Kabel Deutschland seeks to snap up east German peer
FRANKFURT (Reuters) - German cable company Kabel Deutschland (KD8Gn.DE) has agreed to buy regional player Tele Columbus for about 618 million euros ($786 million) including debt, snatching one of the last big targets left in the country's once-fragmented cable market.
Kabel Deutschland said on Monday that buying east German-focused Tele Columbus, which has been struggling under around 600 million euros of debt, would allow it to accelerate growth by tapping the region's relatively underserved markets for fast broadband and video on demand.
The deal will also keep a big player out of the hands of rivals, although it will have to pass competition regulators, which have thwarted big tie-ups in the past.
DZ Bank analyst Joeri Sels said the transaction was priced in line with recent deals in the sector. However, he added that broadband penetration rates had risen, reducing the additional revenues that could be gleaned.
"It's a 'nice to have' rather than a dinosaur-style event," he said, keeping his rating on Kabel Deutschland stock at 'sell'.
Kabel Deutschland shares were up 1.4 percent by 1025 GMT, in line with the German midcap index .MDAXI.
The German cable market was once one of Europe's most fragmented, with a proliferation of smaller regional players offering television and broadband services.
But private equity firms and companies like Unitymedia, owned by Liberty Global (LBTYA.O), and Kabel Deutschland have restructured the market by buying up smaller companies to create more efficient larger players.
Deutsche Telekom and Unitymedia were among the companies eyeing Tele Columbus as well, sources said last month.
Tele Columbus provides cable services to 1.7 million customers, mainly in Berlin, Dresden, Magdeburg and Potsdam.
Kabel Deutschland finance chief Andreas Siemen said meeting demand for services like fast broadband and voice on demand in east Germany could help to increase average revenue per user (ARPU) at Tele Columbus faster than Kabel Deutschland, which added about 1 euro annually.
"We can immediately start offering these kind of new services," he said.
The purchase price amounts to 603 million euros, plus accrued interest, bringing the total to 618 million euros as of December 31, 2011, the company said. The price includes full repayment of Tele Columbus's debt of around 600 million euros.
Kabel Deutschland paid about 7.6 times Tele Columbus's 2011 operating profit of 81 million euros. This compares to a factor of 10 paid by Unitymedia for its 3.16 billion euro acquisition last year of Kabel BW.
A big hurdle remains Germany's Federal Cartel Office, which has blocked deals among large players in the past.
For example, Kabel Deutschland tried to merge with Kabel BW and Unitymedia in 2004 to take on Deutsche Telekom, but was thwarted by competition authorities.
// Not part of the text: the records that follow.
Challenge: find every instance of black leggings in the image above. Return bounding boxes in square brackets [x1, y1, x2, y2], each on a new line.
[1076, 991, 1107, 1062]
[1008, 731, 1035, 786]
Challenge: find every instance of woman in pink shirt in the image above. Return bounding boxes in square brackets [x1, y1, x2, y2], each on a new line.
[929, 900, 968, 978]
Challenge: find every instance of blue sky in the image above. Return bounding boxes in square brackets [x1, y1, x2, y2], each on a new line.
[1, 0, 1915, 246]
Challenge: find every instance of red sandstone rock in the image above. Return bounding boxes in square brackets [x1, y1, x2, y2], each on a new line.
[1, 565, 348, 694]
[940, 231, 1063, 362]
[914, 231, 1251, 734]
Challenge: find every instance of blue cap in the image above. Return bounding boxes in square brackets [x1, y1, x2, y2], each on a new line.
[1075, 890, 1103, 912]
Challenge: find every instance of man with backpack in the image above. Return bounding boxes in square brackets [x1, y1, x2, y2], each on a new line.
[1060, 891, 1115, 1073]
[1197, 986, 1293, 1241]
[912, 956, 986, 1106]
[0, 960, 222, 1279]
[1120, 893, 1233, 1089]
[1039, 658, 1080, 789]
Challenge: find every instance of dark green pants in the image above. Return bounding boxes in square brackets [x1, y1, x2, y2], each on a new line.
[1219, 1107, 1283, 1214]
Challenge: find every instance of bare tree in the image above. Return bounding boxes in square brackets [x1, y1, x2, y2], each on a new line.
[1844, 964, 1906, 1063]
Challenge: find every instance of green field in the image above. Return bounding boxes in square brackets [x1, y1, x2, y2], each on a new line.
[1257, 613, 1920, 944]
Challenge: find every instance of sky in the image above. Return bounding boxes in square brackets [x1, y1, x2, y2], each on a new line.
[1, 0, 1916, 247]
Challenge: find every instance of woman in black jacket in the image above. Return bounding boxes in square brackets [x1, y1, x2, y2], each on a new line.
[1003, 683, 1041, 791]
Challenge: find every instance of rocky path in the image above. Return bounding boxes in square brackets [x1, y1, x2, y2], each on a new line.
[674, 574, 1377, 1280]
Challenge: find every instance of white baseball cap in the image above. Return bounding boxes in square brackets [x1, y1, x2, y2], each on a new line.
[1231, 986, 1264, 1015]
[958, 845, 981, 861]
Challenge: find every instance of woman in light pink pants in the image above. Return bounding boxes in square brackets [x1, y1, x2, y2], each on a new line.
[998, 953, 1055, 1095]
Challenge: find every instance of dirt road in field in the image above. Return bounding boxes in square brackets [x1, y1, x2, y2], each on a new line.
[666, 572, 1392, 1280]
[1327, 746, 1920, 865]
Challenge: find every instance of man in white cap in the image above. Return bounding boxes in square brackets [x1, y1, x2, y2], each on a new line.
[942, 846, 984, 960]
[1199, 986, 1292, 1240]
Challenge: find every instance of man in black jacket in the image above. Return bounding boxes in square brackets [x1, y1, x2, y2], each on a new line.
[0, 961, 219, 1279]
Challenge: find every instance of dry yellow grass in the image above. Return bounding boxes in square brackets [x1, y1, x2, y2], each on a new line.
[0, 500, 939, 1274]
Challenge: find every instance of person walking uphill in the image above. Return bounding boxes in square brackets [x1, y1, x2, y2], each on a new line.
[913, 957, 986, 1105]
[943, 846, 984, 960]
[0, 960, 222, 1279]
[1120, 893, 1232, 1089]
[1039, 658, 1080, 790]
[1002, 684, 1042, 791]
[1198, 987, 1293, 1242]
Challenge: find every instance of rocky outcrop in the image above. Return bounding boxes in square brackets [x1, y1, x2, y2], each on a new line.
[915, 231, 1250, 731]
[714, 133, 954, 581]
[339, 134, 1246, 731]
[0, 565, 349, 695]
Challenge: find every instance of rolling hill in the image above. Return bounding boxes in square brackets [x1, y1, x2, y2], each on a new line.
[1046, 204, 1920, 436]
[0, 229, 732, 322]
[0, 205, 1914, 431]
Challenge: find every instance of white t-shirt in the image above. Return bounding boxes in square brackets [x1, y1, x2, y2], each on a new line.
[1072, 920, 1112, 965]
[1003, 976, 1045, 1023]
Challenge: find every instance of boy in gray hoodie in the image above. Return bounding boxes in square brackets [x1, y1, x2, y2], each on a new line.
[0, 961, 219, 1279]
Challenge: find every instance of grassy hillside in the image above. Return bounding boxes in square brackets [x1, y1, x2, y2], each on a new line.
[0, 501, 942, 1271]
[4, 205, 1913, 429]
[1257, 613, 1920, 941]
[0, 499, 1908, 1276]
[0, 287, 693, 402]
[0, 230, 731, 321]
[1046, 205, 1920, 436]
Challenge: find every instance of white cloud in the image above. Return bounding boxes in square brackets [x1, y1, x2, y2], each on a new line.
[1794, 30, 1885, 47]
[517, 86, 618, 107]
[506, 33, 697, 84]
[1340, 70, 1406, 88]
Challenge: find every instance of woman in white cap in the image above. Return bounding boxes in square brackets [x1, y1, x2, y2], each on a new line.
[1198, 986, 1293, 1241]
Some analysts, however, believe antitrust regulators are becoming more open to consolidation among cable companies, and they point to Unitymedia's acquisition of Kabel BW as evidence.
Tele Columbus is currently owned by funds including York Capital, Golden Tree Asset Management and Avenue. They took it over after the company defaulted in 2010 under a roughly 1 billion euro debt load, which was dumped on it by investor Scott Lanphere's Escaline group.
In the restructuring, roughly 100 creditors agreed to swap part of the debt for equity, pushing out Lanphere.